Council recently approved another two-year licence agreement with Kwantlen Polytechnic University to allow the municipality to operate an electronic messaging board on a section of the park owned by the post-secondary institute.
The annual licence fee of just $1 per year for Delta ensures the park will remain completely a passive park for the foreseeable future. Bound by Ladner Trunk Road and Highway 17A, the former harness racing track has been vacant for decades, used only by people going out for some exercise and dog walkers.
The western portion of the park, comprising just under five hectares (12 acres) is owned by Delta.
The eastern section owned by the university is slightly smaller.
Delta will maintain the entire site as part of the licence agreement.
Kwantlen College purchased the eastern section from the Delta Agricultural Society for $3.5 million in 1993.
When the announcement was made that year, then mayor Beth Johnson described the deal as "one of the best things that's ever happened to Delta."
The idea at the time was that Kwantlen would build a post-secondary campus, but nothing came of it and the university currently has no plans to build anything there.
A 1953 photo of the entrance to Paterson Park when it was owned by the Delta Agricultural Society. The property in the most prominent location in Ladner has been empty for over 50 years since harness racing ceased operating there.
A few years ago, the university confirmed it was going to put the land up for sale to divest itself of the property.
However, a challenge finding a buyer is that the land is zoned for public use.
Also, the Delta Agricultural Society sold the land at a discount under the provision a post-secondary institute would be built there, which means any other plans would also require the society’s approval.

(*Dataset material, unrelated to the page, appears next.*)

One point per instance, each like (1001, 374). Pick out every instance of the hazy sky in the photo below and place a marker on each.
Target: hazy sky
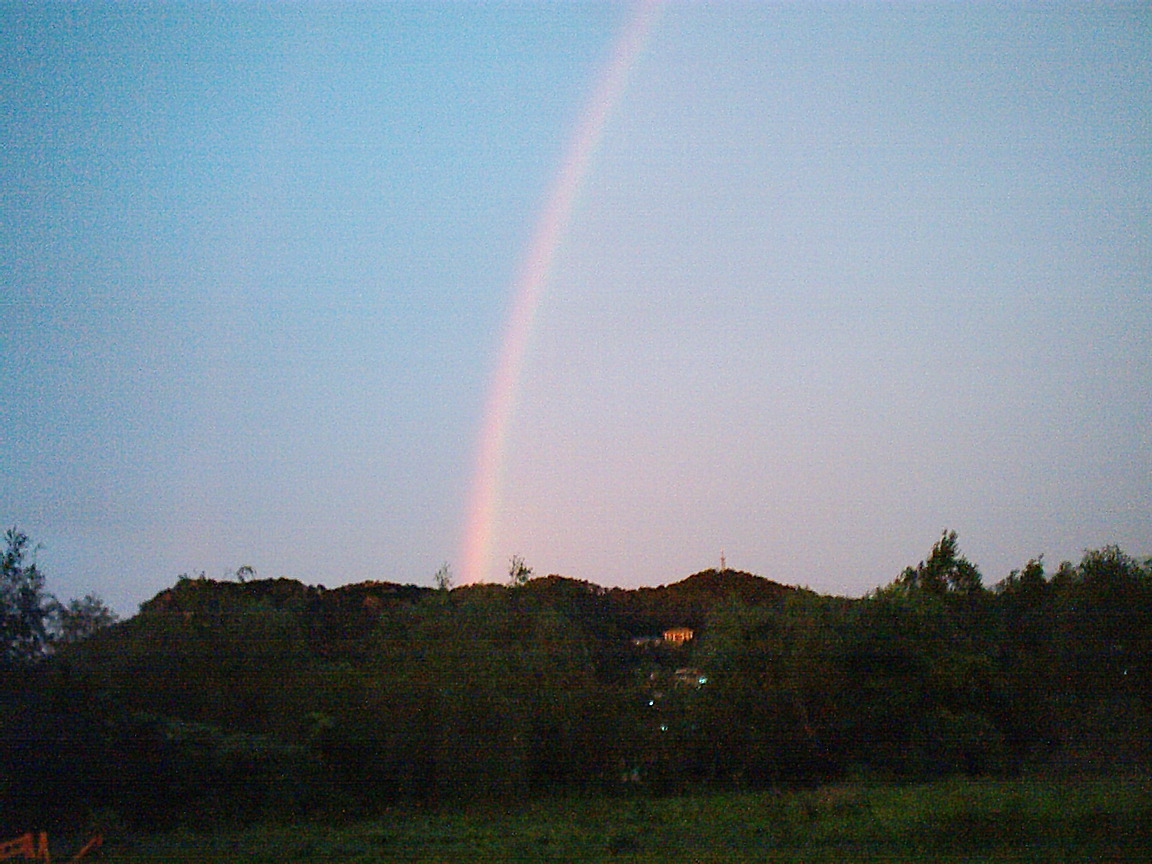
(835, 278)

Former councillor Sylvia Bishop in 2012 brought forward a motion for the municipality to purchase Kwantlen's portion. Around the same time a group called Paterson Park for Deltans gathered over 1,000 names on a petition to secure full public ownership.
At that time the university’s portion was assessed at just over $11 million.
Paterson Park was formerly known as the fairgrounds before it was renamed in 1951 to honour A.D Paterson, a former reeve for 29 years and MLA for eight years. He was also honourary president of the Delta Agricultural Society, which purchased the land in 1902.
Then mayor Lois Jackson at the time noted the zoning for the site restricts what can be done, and she didn't know where Delta would get the millions to make such purchase.
In 1999, the municipality, after lobbying by the group Friends of Paterson Park, purchased its 12 acres of the park for $5.25 million.
A task force was then formed which heard a wide range of community submissions on what should be built there.
Some of the proposals included a Ladner Business Association idea for a multi-use outdoor recreation area.
Other proposals included a Delta Millennium Committee plan for a cultural centre, a new facility for the Delta Museum and Archives and a palliative care centre for the Delta Hospice Society.
Citing a lack of money and the fact the park ranked low on a municipal priority list, Delta ended up putting all development options on the shelf.
In 2013, the Delta Seniors Planning Team pitched a vision of an inclusive seniors’ community that includes many facets: a mix of owned and rental units, seniors housing, assisted living and full residential care, adult and child day care, as well as co-housing units and a designated residential dementia care centre.
The city has no plans, not even in the parks and recreation master plan for the long-term, to develop the park.